我們喜歡請客人到家裡來吃飯。以前住在離市中心不遠的地方,一個月怎麼也要請一次。每次都請上十幾二十幾人。自從搬到郊外住,請得少了。主要是不忍心讓朋友們跑太遠,我們在北面,住在南面、東面和西面的到我家來一趟比從市中心坐火車去一趟歐洲花的時間不少。當然啦,如果是大陸裔的客人還是到我家來更方便,不用辦簽證。
今天請兩位朋友吃飯。這兩個人都是又瘦又小。男的跟我一邊高,女的比我矮三分之一。一進門和女的擁抱,我忍不住說:就剩下骨頭了。沒問題跟男的握握手,然後說:除了骨頭還有一層皮。
先前煮米飯的時候我發現家裡的米快沒了,都倒進鍋里煮熟剛好能盛四小碗。於是我準備多做點菜,實在不行還可以煮麵條。四菜兩湯,外加一個甜點。都是大盤子。我們的一大盤子菜一般夠我和沒問題吃一頓。
朋友來晚了將近一個小時,地鐵最後三站又停運了,他們只能坐公共汽車。地鐵公司好像專門跟我過不去。今年到現在就請了兩次客,兩次地鐵都停運了。哦,不對,還請了一次。兩口子帶着孩子開車來的。不知怎麼那麼寸,從進屋那一刻,那孩子就哭得死去活來。父母不得不中途退席,帶孩子上醫院看急診,原來是孩子開始長乳牙了。它怎麼早不長,晚不長,非趕上這天長呢。我到現在沒弄明白。
今天因為等他們,我的菜在烤箱裡低火保溫時間長了點,拿出來顏色多少有點呆滯。湯裡面的粉絲也變成了粉棒槌。好在菜的口味尚可,麻辣為主,客人連呼過癮。
我做飯的歷史不長,大概是到倫敦吃了半年方便麵以後,意識到不做飯該營養不良了。技術長進應該就是在過去三年。一般請很多客人時大廚還是沒問題,平日裡我不介意多做做飯,練練手。我是比較勇於嘗試的那類廚師,我的炒勺從來沒有兩次完成過同一個菜。越來客人,我越忍不住要試驗新品種。每次都是和客人一起發現菜做得是好還是壞。偶爾出彩的時候,沒問題趕緊提醒我,下次能不能再做這個?我當然說沒問題。可是到了下次,就不記得上次做的什麼了,或者即使想起來了,再做出來,居然是口味完全不一樣,可能比上次更好,也可能比上次差很多。
我偶爾還有新發現,比如做三文魚塊的時候,不光放醋(如果需要放醋的話),再弄一個大橙子,把汁擠出來澆上,再把小橘子瓣剝開扔在鍋里和魚一起燉一會兒,出來的魚味道比較柔和,而且清香。菠菜炒雞胸肉,放少量白麻醬和芝麻,最後切兩個蘋果放進去一起炒一會兒,太好吃了可別怨我。而且,這兩個做法我都分別有過一次成功的經驗。

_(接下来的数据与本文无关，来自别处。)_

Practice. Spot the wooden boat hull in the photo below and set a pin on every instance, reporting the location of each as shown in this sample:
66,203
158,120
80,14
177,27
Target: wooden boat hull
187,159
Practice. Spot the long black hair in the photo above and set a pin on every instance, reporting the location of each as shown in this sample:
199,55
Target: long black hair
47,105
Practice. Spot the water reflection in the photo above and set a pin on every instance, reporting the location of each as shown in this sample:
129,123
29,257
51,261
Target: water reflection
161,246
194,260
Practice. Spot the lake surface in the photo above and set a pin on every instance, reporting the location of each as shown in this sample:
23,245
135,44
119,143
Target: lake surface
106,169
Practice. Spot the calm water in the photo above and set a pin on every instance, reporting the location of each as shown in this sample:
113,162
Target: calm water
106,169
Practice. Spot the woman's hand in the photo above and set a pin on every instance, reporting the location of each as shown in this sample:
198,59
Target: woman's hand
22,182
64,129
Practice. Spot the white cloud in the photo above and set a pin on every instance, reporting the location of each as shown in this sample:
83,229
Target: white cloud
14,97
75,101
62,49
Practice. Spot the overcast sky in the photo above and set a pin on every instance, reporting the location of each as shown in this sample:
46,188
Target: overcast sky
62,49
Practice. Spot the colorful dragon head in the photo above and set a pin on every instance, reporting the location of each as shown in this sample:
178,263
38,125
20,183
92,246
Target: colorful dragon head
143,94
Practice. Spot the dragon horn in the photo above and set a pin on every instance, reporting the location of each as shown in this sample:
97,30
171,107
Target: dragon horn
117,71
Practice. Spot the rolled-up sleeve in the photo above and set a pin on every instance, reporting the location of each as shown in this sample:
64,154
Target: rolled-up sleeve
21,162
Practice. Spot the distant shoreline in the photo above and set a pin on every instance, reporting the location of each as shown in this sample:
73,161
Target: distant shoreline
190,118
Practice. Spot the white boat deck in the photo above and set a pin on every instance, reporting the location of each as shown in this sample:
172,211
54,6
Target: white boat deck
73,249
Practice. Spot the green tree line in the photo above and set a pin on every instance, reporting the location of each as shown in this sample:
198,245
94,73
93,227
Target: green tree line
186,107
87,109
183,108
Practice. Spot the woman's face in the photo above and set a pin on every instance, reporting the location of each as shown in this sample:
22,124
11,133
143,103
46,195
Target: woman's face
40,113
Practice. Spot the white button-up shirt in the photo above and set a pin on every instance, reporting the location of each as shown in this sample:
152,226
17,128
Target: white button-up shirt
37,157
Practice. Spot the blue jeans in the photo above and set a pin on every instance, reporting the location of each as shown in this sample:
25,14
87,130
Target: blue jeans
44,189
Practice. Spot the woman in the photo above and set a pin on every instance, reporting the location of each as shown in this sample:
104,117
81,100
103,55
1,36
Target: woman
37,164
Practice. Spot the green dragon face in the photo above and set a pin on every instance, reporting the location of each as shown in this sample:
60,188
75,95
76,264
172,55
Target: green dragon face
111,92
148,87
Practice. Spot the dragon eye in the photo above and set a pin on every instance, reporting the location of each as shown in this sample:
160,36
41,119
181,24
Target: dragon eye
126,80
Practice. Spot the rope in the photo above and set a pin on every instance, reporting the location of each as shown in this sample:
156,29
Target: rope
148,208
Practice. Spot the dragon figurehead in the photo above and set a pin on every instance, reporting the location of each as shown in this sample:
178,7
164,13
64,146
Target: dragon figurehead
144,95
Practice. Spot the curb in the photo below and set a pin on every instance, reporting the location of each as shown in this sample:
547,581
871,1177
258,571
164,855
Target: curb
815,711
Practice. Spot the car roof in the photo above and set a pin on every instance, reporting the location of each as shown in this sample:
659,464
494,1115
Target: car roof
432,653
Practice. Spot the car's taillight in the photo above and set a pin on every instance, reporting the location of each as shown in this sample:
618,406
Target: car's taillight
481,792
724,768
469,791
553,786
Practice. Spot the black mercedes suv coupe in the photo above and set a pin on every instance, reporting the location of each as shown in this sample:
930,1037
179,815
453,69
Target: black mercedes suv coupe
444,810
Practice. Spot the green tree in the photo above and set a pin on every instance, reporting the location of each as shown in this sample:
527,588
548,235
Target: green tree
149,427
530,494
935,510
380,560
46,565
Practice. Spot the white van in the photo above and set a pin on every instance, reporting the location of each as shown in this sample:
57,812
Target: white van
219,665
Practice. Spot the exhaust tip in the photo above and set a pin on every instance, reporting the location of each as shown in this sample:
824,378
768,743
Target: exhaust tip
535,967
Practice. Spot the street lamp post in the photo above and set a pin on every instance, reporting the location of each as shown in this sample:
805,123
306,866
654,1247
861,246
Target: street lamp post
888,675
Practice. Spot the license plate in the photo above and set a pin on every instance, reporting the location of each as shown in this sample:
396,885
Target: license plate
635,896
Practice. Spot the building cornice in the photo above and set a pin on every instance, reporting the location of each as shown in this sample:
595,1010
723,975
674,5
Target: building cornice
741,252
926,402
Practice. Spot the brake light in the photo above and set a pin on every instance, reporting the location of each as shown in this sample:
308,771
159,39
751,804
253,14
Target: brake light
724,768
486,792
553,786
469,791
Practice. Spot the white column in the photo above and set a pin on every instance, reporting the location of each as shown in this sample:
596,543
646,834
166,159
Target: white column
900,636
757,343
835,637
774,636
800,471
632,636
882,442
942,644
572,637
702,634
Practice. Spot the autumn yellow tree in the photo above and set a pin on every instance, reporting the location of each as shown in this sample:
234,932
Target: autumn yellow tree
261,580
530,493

邊吃邊聊,我猛然意識到這兩位飯量過人。以前請他們都是混在大隊人馬之中,所以從來沒有單獨看見過他們吃飯。不排除我們吃飯稍快的因素,女的食量大概是我的一倍半,男的是沒問題的兩倍。眼見盤子裡的菜越來越少,我真準備弄不好要煮麵條了。還好,剛夠。
今天的菜應該算是精心準備的了,看來味道確實可以。沒問題一邊吃一邊跟我點頭,我知道,他又在說:下次能不能還做這個?我當然示意沒問題。不過,是否做得出來並不取決於我。
吃完,女客人一邊揉着肚子一邊說,我真有點撐了。我順着她手的方向看去,還是一根麻杆。看來長得是否胖和吃得是否多真沒有什麼聯繫。臨走送客出門,女客人說給你們照張相吧,我們裂開嘴樂。照了閃光,再照不閃光。我和沒問題差點把門框擠成圓的了。咔嚓,咔嚓,我們又要被載入相冊了。